Через два месяца из Москвы вернулся гонец и привез всего двести золотых, которые Иван Васильевич поручал послу вручить хану. Девлет-Гирей несказанно обрадовался этой подачке, словно позабыл, что просил в десять раз больше. В грамоте к Афанасию Нагому государь писал: "Отдай крымскому хану наши деньги, что под рукой оказались, а буде он еще поминок несуразных требовать, то припомни ему, что деньги и все злато земное есть тлен, которые с собой на небеса взять не можно..." Посол счел лучшим не сообщать о тех царских словах обидчивому Девлет-Гирею и через две недели, окончательно удостоверившись, что крымчаки не собираются готовить очередной набег на Москву, благополучно выехал из Бахчисарая.
БЛАЖЕНСТВО ЮНОСТИ
Последние несколько лет Зайла-Сузге жила в Бухаре при дворце Амар-хана, доводившегося дальним родственником правителю страны Абдулле-хану.

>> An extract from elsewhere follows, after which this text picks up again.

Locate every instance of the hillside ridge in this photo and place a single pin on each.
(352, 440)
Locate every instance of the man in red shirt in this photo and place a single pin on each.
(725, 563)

При ней был и сын ее Сейдяк, который стал к тому времени статным юношей и уже дважды ходил в походы на кочевья Хакк-Назара, проявив при том удаль и отвагу.
Порой ей не верилось, что она не наложница, не скрывается по лесам от головорезов, не мчится верхом по степи, спасаясь от преследователей, не прячется на окраине Бухары, а живет свободно и открыто у друга отца. Верно говорят восточные мудрецы: человек должен долго, очень долго страдать, прежде чем счастье чуть-чуть улыбнется ему и протянет благодать на мизинце. А ведь все произошло почти случайно. Но разве есть в этом мире что-то случайное? Разве человек не ищет тот случай, не выбирает себе путь и не идет по нему? А счастье -- это лишь заветный оазис в конце пути.
Раз в неделю, когда на бухарских базарах появлялись дехкане с окрестных кишлаков, привозившие на небольших повозках овощи, свежее мясо, и цены были самыми низкими, она отправлялась обменять или продать сшитые за неделю вещи. Ей помогала соседская девочка, дочь лудильщика Зухра, с родителями которой она дружила и в особо трудные времена могла попросить взаймы ложку масла, горсть муки, пучок лука. Зухре шел уже одиннадцатый год и родители поговаривали, что пора бы выдавать ее замуж за юношу, с которым она с детства была обручена. Когда Зайла-Сузге спрашивала о ее женихе, девочка краснела и убегала в соседнюю комнатку, откуда выходила нескоро с гордо задранным носиком и оттопыренной верхней губой.
-- Любит ли тебя твой жених? -- пыталась разговорить девочку Зайла-Сузге.
-- Не знаю, ата. Но он обещал быть хорошим мужем и не наказывать меня. Сейчас они с родителями готовят калым, и как только соберут его, то приедут свататься.
-- Да за что же тебя наказывать? -- всплескивала руками Зайла-Сузге. -Ты такая послушная, такая красивая, все умеешь делать.
От этих слов Зухра лишь краснела и рука с иглой начинала бегать еще быстрее, а головка склонялась ниже к шитью. Однажды она отважилась спросить:
-- А Сейдяк тоже обручен с кем-нибудь? У него есть невеста в Сибири?
-- Нет, -- грустно ответила Зайла-Сузге, -- когда мы бежали оттуда, не было и времени подумать об обручении. А здесь... Я думаю, рано говорить Сейдяку о свадьбе. Еще не известно, как все повернется.